Now we are reunited and reconciled, not by the hand of Patrick, but by the hand of God. A mountain  has been moved, a sea has been crossed, and our faith in the wisdom and power of God is stronger because of it.

It was a little over five years ago, in the summer of 1970, that I told the Lord Jesus Christ that my life was unreservedly His. Since that time there have been severe difficulties and times of testing, but through them all there has been the continual peace and deep satisfaction that my life was not being spent in vain, but was counting.
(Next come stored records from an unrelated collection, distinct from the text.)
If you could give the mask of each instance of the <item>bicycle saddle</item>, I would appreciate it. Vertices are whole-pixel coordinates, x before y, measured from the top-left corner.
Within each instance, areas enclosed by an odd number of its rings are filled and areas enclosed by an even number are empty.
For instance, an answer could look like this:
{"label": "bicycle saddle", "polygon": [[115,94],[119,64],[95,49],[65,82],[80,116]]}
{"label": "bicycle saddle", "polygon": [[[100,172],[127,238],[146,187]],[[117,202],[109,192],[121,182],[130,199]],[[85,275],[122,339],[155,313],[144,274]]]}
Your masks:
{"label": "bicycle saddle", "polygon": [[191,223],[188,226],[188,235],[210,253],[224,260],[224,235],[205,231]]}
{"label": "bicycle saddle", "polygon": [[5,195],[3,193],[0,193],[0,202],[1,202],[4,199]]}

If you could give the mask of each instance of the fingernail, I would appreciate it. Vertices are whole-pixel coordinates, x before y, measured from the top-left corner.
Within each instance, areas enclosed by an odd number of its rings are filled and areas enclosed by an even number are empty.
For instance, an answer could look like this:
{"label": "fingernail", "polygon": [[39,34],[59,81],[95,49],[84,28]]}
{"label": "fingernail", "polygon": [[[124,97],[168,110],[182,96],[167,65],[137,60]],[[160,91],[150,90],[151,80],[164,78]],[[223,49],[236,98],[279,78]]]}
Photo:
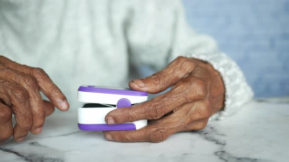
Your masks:
{"label": "fingernail", "polygon": [[111,135],[108,133],[105,134],[105,139],[108,141],[113,141],[112,137],[111,137]]}
{"label": "fingernail", "polygon": [[33,130],[34,134],[38,134],[42,132],[43,127],[38,128]]}
{"label": "fingernail", "polygon": [[108,117],[107,118],[107,124],[114,124],[115,123],[115,121],[111,117]]}
{"label": "fingernail", "polygon": [[67,101],[67,100],[64,100],[61,101],[60,105],[61,108],[64,110],[67,110],[69,108],[69,104]]}
{"label": "fingernail", "polygon": [[24,141],[24,137],[22,137],[22,138],[20,138],[18,139],[15,140],[15,141],[17,141],[17,142],[22,142]]}
{"label": "fingernail", "polygon": [[141,80],[135,80],[132,81],[132,82],[137,84],[139,87],[143,88],[144,87],[144,83]]}

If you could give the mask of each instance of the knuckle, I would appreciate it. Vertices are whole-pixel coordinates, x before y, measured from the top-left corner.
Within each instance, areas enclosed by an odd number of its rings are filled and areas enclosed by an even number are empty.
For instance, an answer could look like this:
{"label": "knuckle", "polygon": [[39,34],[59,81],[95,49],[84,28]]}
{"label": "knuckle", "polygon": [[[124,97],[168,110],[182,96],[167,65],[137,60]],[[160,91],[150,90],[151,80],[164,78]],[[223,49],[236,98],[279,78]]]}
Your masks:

Now I see the value of pressing on down that road, even when things get rough. For though this road is less traveled by, it certainly made the difference in my life, and will make the difference in anyone’s life who, at the time of decision, chooses to pursue it.

Perhaps some of you have thought about God’s call and considered the prospect of living your life for Him. Why not take the first step today and turn your heart, your future, your life over to the Lord Jesus Christ?

Many promises of the Scriptures go with such a decision. One that has encouraged me is:

“The path of the just is as the shining light that shines more and more unto that perfect day” (Proverbs 4:18).

Daniel Voll

REUNION IN BOGOTA: Daniel at right, with his mother, Calvin Burrows ’66, and Mrs. Hannah Lowe, a missionary with 35 years of service in Colombia.